Een snelle vergelijking leert dat alle zonnepanelen in Nederland samen thans ongeveer 3% leveren van de elektriciteitsbehoefte van nu en 0,7 – 1,5% van de elektriciteitsbehoefte in 2050.
Perspectief op 2030
Het klimaatakkoord beoogt in 2013 49 miljard kilowattuur te halen uit windmolens op zee (nu 4,25), 35 miljard kilowattuur uit grootschalige zonne- en windenergie op land (nu resp. 1,5 en 5,5) en 7 miljard kilowattuur – kleinschalig - vanaf de daken van particulieren (nu 1,5). Samen is dat 91 miljard kilowattuur. Een hele weg om te gaan in 11 jaar tijd. Als dat lukt, zitten we in 2030 tussen de 25 - 36 % van de elektriciteitsbehoefte in 2050. Het is realistisch om over deze periode 2030 – 2050 nog geen gedetailleerde plannen te maken over de energieproductie. Immers, het is mogelijk dat in de komende decennia nieuwe technieken worden ontwikkeld, er een omkeer komt in het denken over kernenergie of dat elektriciteit op grote schaal goedkoop ingevoerd kan worden, bijvoorbeeld in de vorm van ammoniak.
Ik sta in het navolgende stil bij de kloof die we tussen nu en 2030 moeten overbruggen en eindig met een vooruitblik op de periode 2030 -2050.
Windenergie op zee (WOZ)
Windenergie op zee lijkt de troefkaart uit het klimaatakkoord te zijn. Voor de in 2030 benodigde 49 miljard kilowattuur zijn 1250 reusachtige windmolens nodig met een vermogen van 10 megawatt elk. Het ziet ernaar uit dat op deze manier windenergie zonder subsidie geproduceerd kan worden.
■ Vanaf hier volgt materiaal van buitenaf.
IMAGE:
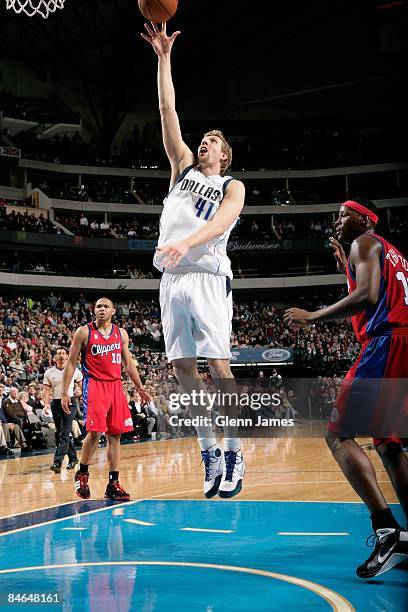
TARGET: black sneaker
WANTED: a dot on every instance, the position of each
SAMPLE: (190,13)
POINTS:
(115,491)
(391,547)
(81,485)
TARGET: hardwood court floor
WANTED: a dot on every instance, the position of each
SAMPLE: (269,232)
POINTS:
(295,469)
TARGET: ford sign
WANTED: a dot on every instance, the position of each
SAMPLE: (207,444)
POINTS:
(276,355)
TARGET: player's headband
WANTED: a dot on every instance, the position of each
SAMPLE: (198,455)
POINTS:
(361,209)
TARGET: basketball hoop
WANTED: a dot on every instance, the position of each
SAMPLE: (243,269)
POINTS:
(35,7)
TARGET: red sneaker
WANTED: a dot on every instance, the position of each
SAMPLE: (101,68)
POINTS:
(81,485)
(115,491)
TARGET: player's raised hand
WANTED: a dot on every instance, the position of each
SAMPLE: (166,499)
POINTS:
(65,403)
(339,254)
(157,37)
(297,315)
(144,397)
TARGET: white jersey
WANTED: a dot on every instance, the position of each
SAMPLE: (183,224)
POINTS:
(191,203)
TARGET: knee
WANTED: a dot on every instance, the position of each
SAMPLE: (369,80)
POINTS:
(332,441)
(220,368)
(388,451)
(185,368)
(94,435)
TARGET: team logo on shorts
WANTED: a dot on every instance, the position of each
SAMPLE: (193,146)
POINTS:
(334,415)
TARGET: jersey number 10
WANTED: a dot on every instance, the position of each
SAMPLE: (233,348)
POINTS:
(401,277)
Wind op land en zon op land (grootschalig)
Het klimaatrapport wil het aan de regio’s overlaten om de verhouding te bepalen tussen grootschalige zonne-energie en windenergie om de vereiste 35 miljard kilowattuur te produceren. Voor wat betreft zonne-energie, is er een voorkeur voor het gebruik van daken van bedrijven en instellingen boven zonneweiden. In principe zijn er daken genoeg. Volgens een berekening van Holland Solar is er in Nederland 400 m2 km geschikt dak van bedrijfsgebouwen beschikbaar; hiervan is slechts een fractie bedekt met zonnepanelen. Als al deze daken worden gebruikt, levert dit 30 miljard kilowattuur op. Daarmee is al bijna voldaan aan de taakstelling.
Ook hier kan een goede sprong voorwaarts worden gemaakt; er zijn diverse financiële regelingen beschikbaar want zonder deze is er geen enkele business case te maken.
Dan resteren windparken (wind op land) en zonneweiden (zon op land). Het is ondoenlijk te schatten hoeveel ruimte hiervoor beschikbaar is. Uit oogpunt van ruimtelijk beleid heeft het de voorkeur voor dit doel zo weinig mogelijk agrarisch en/of natuurgebied te gebruiken; ook vanuit de bevolking valt hier de meeste weerstand te verwachten. Het IJsselmeer kan zeker een aanzienlijk aantal windmolens herbergen. Ik ga bij wijze van voorbeeld uit van 300 km2 voor wind- en zonneparken, goed voor 30 miljoen kilowattuur.
Het moet te doen zijn om voor 2030 een opbrengst van 35 miljard kilowattuur te realiseren met behulp van zonnepanelen op daken van bedrijfsgebouwen en instellingen, zonneweiden en windparken.
Zon op land (kleinschalig)
Deloitte heeft uitgerekend dat er – naast de reeds genoemde 400 km2 daken van bedrijfsgebouwen, nog ruim 500 km2 geschikte daken op particuliere huizen zijn. Hier ligt een potentieel van 38 miljard kilowattuur. De gewenste realisatie van 7 miljard kilowattuur voor 2030 is mogelijk, als de stijging van de groei van de laatste jaren wordt voortgezet.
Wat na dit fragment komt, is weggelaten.